Women in Engineering
Men now make up only 43 percent of students attending college. Where men once far outnumbered women, women now seem to be pulling ahead relative to men. Michael Gurian writes about this today (via Instapundit):
In the 1990s, I taught for six years at a small liberal arts college in Spokane, Wash. In my third year, I started noticing something that was happening right in front of me. There were more young women in my classes than young men, and on average, they were getting better grades than the guys. Many of the young men stared blankly at me as I lectured. They didn’t take notes as well as the young women. They didn’t seem to care as much about what I taught — literature, writing and psychology. They were bright kids, but many of their faces said, “Sitting here, listening, staring at these words — this is not really who I am.”
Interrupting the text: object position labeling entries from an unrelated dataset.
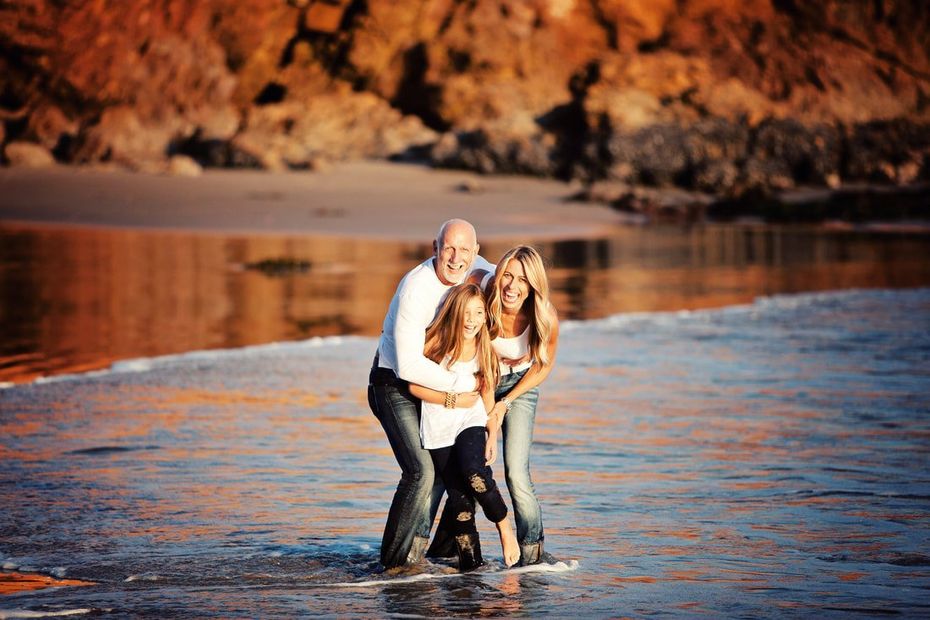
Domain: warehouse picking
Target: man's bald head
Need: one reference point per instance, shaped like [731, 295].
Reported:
[456, 246]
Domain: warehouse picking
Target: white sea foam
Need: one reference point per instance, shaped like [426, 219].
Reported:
[558, 567]
[788, 301]
[142, 577]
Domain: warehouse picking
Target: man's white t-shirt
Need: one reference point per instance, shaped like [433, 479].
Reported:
[403, 334]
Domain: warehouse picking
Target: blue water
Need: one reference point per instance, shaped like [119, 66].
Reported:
[766, 460]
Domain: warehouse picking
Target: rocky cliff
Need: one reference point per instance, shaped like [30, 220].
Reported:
[722, 96]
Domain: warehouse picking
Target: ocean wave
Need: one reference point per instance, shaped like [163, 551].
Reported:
[626, 321]
[147, 364]
[28, 613]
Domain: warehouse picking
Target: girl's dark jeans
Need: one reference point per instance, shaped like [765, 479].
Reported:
[466, 477]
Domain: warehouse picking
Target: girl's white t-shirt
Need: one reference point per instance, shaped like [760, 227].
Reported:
[440, 426]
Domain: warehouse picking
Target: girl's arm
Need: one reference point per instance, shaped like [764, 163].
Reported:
[462, 399]
[534, 376]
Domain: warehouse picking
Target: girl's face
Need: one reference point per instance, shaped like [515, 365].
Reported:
[474, 317]
[515, 288]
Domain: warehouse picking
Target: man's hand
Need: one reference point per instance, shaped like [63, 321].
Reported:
[496, 416]
[515, 361]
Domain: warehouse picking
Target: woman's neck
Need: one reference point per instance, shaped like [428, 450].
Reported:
[513, 323]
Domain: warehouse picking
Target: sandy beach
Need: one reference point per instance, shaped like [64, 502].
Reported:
[359, 200]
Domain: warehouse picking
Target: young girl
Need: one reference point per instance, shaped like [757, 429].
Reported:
[456, 436]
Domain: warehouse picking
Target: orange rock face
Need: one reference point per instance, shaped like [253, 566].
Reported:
[535, 86]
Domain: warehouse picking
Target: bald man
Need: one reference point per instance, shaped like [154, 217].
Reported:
[400, 361]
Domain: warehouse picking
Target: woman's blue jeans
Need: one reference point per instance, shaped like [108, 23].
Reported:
[517, 432]
[419, 491]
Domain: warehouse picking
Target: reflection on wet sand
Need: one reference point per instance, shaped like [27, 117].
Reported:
[13, 583]
[75, 299]
[749, 462]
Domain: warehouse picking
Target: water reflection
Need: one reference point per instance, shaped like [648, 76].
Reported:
[76, 299]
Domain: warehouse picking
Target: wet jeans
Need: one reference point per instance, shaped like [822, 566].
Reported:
[461, 467]
[517, 432]
[419, 491]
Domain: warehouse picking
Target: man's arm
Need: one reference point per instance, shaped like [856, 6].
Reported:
[410, 338]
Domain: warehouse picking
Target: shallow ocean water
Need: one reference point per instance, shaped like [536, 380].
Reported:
[760, 460]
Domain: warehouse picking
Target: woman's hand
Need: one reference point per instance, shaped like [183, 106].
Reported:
[465, 400]
[490, 447]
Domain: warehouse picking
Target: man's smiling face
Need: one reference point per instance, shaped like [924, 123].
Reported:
[455, 251]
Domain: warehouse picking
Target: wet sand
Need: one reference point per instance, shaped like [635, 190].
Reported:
[359, 200]
[14, 583]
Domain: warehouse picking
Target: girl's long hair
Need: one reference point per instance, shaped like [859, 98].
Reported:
[538, 300]
[445, 337]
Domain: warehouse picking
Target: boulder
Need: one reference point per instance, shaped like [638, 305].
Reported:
[183, 166]
[21, 154]
[121, 137]
[48, 125]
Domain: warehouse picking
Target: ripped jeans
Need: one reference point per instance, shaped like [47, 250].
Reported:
[462, 469]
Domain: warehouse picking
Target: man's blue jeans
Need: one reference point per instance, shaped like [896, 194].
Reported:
[517, 432]
[419, 491]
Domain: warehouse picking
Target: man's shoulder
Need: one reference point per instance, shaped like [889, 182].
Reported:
[423, 275]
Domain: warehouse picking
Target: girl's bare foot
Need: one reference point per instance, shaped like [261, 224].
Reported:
[508, 542]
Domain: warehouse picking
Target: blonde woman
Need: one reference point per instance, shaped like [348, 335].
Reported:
[524, 328]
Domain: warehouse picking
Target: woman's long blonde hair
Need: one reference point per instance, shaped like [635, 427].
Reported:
[445, 337]
[540, 317]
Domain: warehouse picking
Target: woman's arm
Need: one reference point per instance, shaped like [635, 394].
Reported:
[536, 373]
[462, 399]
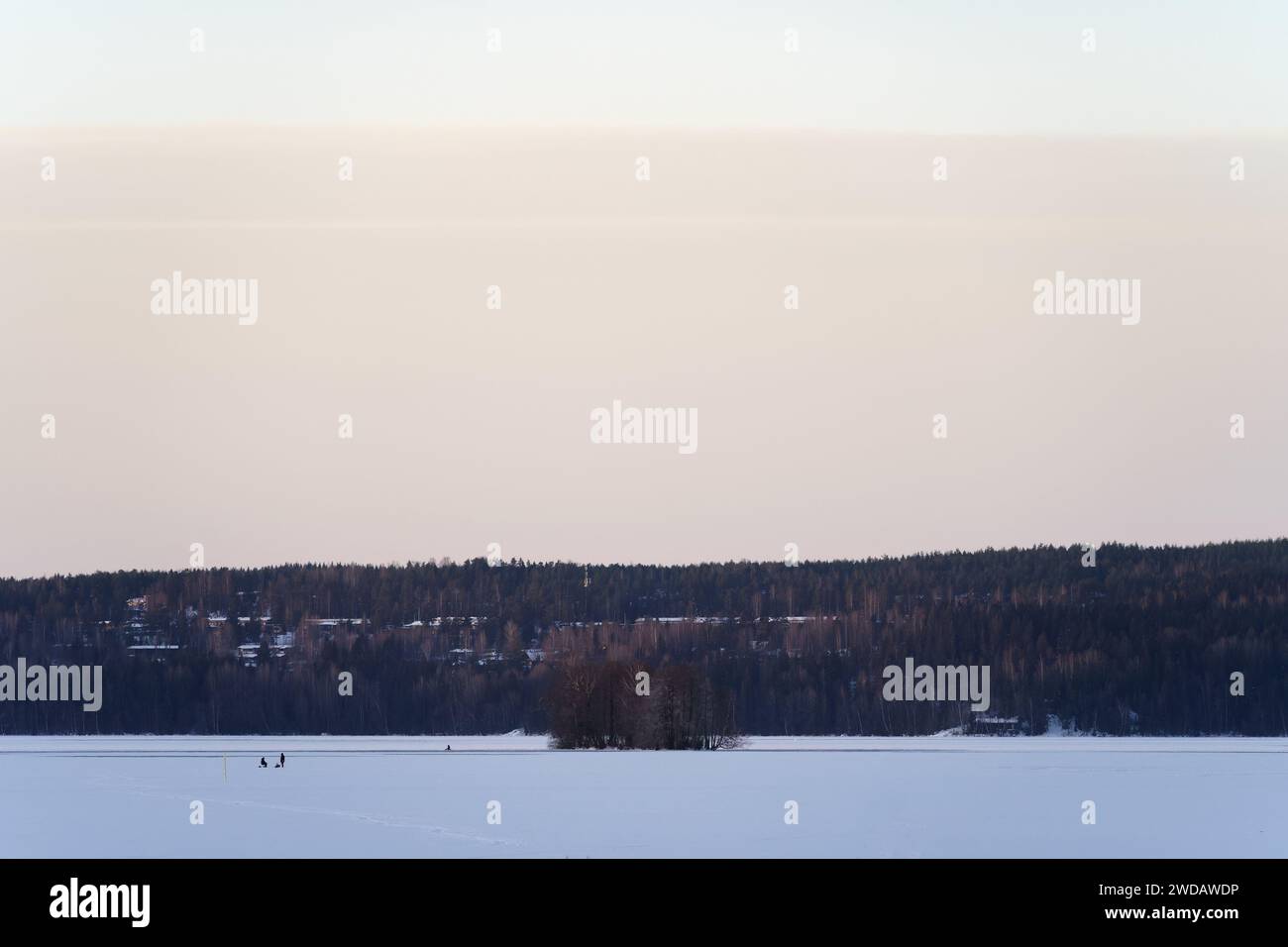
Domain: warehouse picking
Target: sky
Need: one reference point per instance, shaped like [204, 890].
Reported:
[1158, 68]
[828, 260]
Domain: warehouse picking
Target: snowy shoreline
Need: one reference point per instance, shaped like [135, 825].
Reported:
[514, 742]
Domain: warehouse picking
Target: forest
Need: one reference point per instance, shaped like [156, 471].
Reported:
[1147, 641]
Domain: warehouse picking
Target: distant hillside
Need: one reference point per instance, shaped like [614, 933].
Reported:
[1142, 642]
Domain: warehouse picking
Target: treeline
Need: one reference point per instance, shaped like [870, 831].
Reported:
[1144, 642]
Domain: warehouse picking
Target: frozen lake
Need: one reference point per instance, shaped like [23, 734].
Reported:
[404, 796]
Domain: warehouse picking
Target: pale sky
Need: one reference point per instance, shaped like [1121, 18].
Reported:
[125, 158]
[935, 65]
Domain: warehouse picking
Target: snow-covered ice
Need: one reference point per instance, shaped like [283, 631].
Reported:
[858, 796]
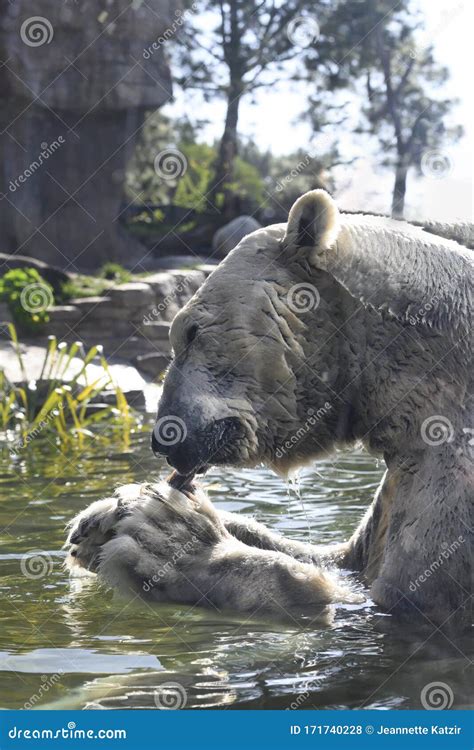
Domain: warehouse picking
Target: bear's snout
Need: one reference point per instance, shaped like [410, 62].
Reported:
[190, 448]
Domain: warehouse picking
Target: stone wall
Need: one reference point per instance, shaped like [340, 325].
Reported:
[75, 88]
[133, 320]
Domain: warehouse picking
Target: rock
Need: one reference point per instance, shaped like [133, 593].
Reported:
[228, 236]
[65, 313]
[153, 364]
[79, 80]
[54, 276]
[172, 290]
[131, 296]
[157, 331]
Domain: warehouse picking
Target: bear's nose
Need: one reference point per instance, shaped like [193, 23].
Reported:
[170, 438]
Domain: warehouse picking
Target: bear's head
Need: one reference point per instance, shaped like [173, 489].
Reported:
[315, 333]
[257, 353]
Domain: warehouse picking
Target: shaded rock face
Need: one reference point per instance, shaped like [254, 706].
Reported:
[228, 236]
[77, 82]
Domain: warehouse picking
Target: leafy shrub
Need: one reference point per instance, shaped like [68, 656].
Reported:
[28, 297]
[68, 407]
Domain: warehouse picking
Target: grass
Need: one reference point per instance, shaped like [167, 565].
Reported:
[67, 409]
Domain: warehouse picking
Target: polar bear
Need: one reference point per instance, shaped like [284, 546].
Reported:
[165, 542]
[328, 330]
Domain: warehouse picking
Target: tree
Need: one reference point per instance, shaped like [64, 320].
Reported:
[230, 49]
[377, 56]
[402, 109]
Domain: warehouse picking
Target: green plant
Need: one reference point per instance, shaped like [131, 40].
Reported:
[67, 408]
[115, 272]
[28, 297]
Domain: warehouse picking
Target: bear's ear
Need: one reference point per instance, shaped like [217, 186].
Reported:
[313, 221]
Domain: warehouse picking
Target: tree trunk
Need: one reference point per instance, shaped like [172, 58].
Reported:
[399, 190]
[224, 169]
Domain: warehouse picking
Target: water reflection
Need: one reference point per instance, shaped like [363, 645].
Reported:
[110, 653]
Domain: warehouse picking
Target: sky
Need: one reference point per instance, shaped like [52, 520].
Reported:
[364, 185]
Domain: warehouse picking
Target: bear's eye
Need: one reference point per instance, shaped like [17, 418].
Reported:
[191, 333]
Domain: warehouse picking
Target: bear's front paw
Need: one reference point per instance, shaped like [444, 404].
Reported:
[94, 527]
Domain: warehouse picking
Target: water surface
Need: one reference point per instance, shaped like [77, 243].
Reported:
[65, 646]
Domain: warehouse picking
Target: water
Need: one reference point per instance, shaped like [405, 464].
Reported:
[62, 646]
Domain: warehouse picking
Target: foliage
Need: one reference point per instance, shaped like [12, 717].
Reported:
[228, 50]
[394, 78]
[28, 297]
[115, 272]
[189, 191]
[67, 409]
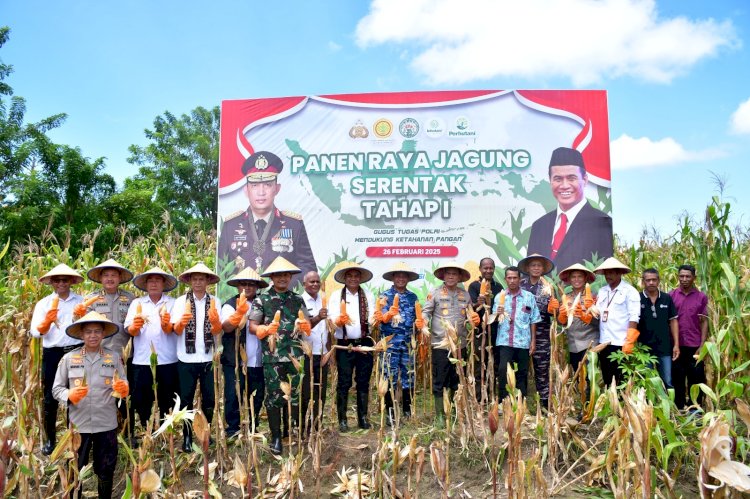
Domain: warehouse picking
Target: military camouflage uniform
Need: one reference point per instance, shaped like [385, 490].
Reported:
[542, 353]
[277, 365]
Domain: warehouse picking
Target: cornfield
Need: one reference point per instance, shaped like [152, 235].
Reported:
[595, 441]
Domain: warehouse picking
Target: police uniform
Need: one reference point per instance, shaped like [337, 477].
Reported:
[255, 243]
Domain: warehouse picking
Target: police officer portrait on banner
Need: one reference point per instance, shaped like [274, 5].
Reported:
[254, 237]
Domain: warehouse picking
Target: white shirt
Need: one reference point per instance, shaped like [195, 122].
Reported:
[620, 306]
[252, 343]
[319, 335]
[199, 313]
[354, 331]
[55, 337]
[165, 344]
[571, 214]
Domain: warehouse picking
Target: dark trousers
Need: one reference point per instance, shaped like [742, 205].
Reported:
[190, 373]
[320, 387]
[519, 356]
[610, 368]
[233, 403]
[444, 373]
[686, 372]
[142, 394]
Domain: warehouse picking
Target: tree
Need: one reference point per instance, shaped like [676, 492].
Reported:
[182, 163]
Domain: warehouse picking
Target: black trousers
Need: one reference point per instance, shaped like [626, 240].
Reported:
[142, 394]
[686, 373]
[232, 403]
[519, 356]
[320, 382]
[190, 374]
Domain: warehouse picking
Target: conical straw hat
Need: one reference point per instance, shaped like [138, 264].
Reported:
[61, 270]
[95, 274]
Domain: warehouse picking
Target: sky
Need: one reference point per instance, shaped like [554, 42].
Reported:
[677, 73]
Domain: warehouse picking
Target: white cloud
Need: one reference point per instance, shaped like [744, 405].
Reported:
[741, 119]
[627, 152]
[583, 40]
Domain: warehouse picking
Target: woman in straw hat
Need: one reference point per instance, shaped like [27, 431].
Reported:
[86, 378]
[149, 322]
[52, 314]
[582, 327]
[237, 337]
[398, 321]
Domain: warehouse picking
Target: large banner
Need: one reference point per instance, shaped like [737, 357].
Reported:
[422, 177]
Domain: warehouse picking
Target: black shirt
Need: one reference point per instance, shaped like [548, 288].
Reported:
[655, 330]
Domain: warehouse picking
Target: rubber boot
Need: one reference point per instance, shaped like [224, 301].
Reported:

That was a decade ago, but just last month, I spoke with an administrator at Howard University in the District. He told me that what I observed a decade ago has become one of the “biggest agenda items” at Howard. “We are having trouble recruiting and retaining male students,” he said. “We are at about a 2-to-1 ratio, women to men.”
Ahh, well, perhaps these guys were bored out of their minds. I know that I was completely bored all through high school. I could barely keep my mind on schoolwork. I wanted to play sports, party, and hang out with my friends and girlfriend. So I mostly blew off my homework.
I switched gears in college, and began studying hard because my major was difficult (electrical engineering). If I didn’t study hard, I definitely would have flunked out. I also developed an interest in engineering, and that interest has served me well to this day in my career. Many people don’t know that job satisfaction levels are high in the engineering field compared to many other lines of work. The pay is high and the work is interesting, a good combination!
So if the ratio of men to women in college is changing, a question is then: in what fields? Engineering is one of the best paying fields, and there have been lots of jobs. So whoever pursues these jobs is going to do well in the economy. Engineering involves lots of technology stuff that guys have historically been attracted to. So the chart below shows that the concern in the article above is actually reversed in the engineering field. Men are doing just fine in college here, making up 80% of graduates in engineering each year. Indeed, this guy wants Title IX applied to engineering colleges to force them to graduate more women (a really dumb idea, but hey, socialism knows no limits).



December 14th, 2005 at 9:54 pm
Why not simply abolish schools in their entirety? Having students graduate with different degrees and different levels of knowledge obviously means some students are disadvantaged compared to others, and we can’t allow that to happen.
But then how would indoctrination be possible..oh, I know, just decide that all classes ARE science and engineering classes. Take away the math, and add cultural xenophobic readings instead! Yes, that’s the ticket!
December 14th, 2005 at 10:27 pm
Not sure what you are saying. I am not making any big ideological statements here, I am just making some observations.